4/ The breeder may prefer to cull apparently weaker pups or runts so that the stronger ones have the advantage of more food, training from the dam(if they're being kept), etc so that he can maximize the potential of those pups he keeps, and better assess the temperament of those he sells so as to find a home more suited to their breeding.

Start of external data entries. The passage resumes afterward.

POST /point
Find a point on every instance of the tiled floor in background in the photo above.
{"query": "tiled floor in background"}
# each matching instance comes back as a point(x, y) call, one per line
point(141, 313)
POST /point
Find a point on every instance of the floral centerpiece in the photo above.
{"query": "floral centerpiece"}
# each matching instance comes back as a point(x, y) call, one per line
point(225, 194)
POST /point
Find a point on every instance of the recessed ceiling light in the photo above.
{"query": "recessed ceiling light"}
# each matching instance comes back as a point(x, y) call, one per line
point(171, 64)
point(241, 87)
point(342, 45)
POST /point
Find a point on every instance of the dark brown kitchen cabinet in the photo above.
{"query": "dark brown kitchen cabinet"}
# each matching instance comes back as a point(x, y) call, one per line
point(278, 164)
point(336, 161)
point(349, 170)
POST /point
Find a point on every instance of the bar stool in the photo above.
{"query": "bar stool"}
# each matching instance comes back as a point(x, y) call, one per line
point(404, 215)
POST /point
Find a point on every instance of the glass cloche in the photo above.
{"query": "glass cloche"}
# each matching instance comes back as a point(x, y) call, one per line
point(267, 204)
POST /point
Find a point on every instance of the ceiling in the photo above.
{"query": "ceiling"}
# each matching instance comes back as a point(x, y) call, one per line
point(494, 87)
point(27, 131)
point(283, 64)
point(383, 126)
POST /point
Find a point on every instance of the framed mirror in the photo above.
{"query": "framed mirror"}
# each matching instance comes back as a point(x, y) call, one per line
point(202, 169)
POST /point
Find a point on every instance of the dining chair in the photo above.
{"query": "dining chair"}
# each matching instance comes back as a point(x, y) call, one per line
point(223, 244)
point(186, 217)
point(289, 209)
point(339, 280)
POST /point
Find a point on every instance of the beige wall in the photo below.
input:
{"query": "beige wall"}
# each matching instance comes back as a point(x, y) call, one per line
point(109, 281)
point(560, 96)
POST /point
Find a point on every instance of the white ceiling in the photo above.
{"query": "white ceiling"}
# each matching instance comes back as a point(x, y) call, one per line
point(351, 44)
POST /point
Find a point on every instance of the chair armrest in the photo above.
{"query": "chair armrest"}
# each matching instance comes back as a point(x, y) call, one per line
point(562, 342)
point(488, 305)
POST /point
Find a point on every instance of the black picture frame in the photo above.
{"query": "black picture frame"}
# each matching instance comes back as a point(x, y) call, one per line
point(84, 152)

These are just a few reasons and there are many more, but the only reason that actually sums them all into one is this. It's solely the breeder's choice.


----------



## Kerry Foose (Feb 20, 2010)

loren leffew said:


> _"so,_
> 
> i hope that when i do start breeding, i don't forget that money was never why i wanted to breed in the first place. If that were to ever happen, i would hope someone would smack me, lol.
> 
> ...


There is no need for additional breeders to perpetuate working lines that have already been established by experienced and dedicated breeders who do have the respect for their breeds and the knowledge to make important decisions for the health of the litter, the genetic integrity of their stock and the longevity of its progeny.
Culling is not only necessary but warranted, it happens in nature all the time. You may not see it, but it is a regular part of the circle of life in all living things.
Get over it.


----------



## Brian Anderson (Dec 2, 2010)

Mike Scheiber said:


> Not here were to greedy and could give a **** about preserving anything 10 years there going to be more Mals than Pits


I agree Mike....its pathetic really.


----------



## Brian Anderson (Dec 2, 2010)

Don Turnipseed said:


> Loren, as I said which Sara mentioned also, many believe the weight rests on the females in breeding. Old time breeders practice this culling of females moreso than breeders new to the game. Breeders new to the game would never be able to form an intelligent thought on the matter having a litter a year.
> 
> As far as having someone take the dogs and working them helping their name. How would you know who can train well enough to give a breeder a good name vs a bad name. If all trainers were that good, every kennel would look great. It works both ways and much more often for the worse. Most everyone thinks they are a trainer. Many, think they are trainers because they get paid as a trainers. The reality is, the vast majority can't train any better than I can...but they still think they are trainers.


Don everytime I get heady and start thinking Im a "trainer" some dog proves to me that I am still a work in progress at best lol .


----------



## Joby Becker (Dec 13, 2009)

crack the can open a little farther...

What about culling pups that are old enough to puppy test some, and show signs of problems with their nerves and things that are not even concerning physical health? This is also done. Probably more rare with established working breeds..

Someone said a breeder chose to breed, and therefore they are responsible for those pups.

That is true, but they also are breeding for a goal, and if the pups are not up to snuff, or will be shotty, it is also their choice to decide what to do with them. They are playing god, god has choices...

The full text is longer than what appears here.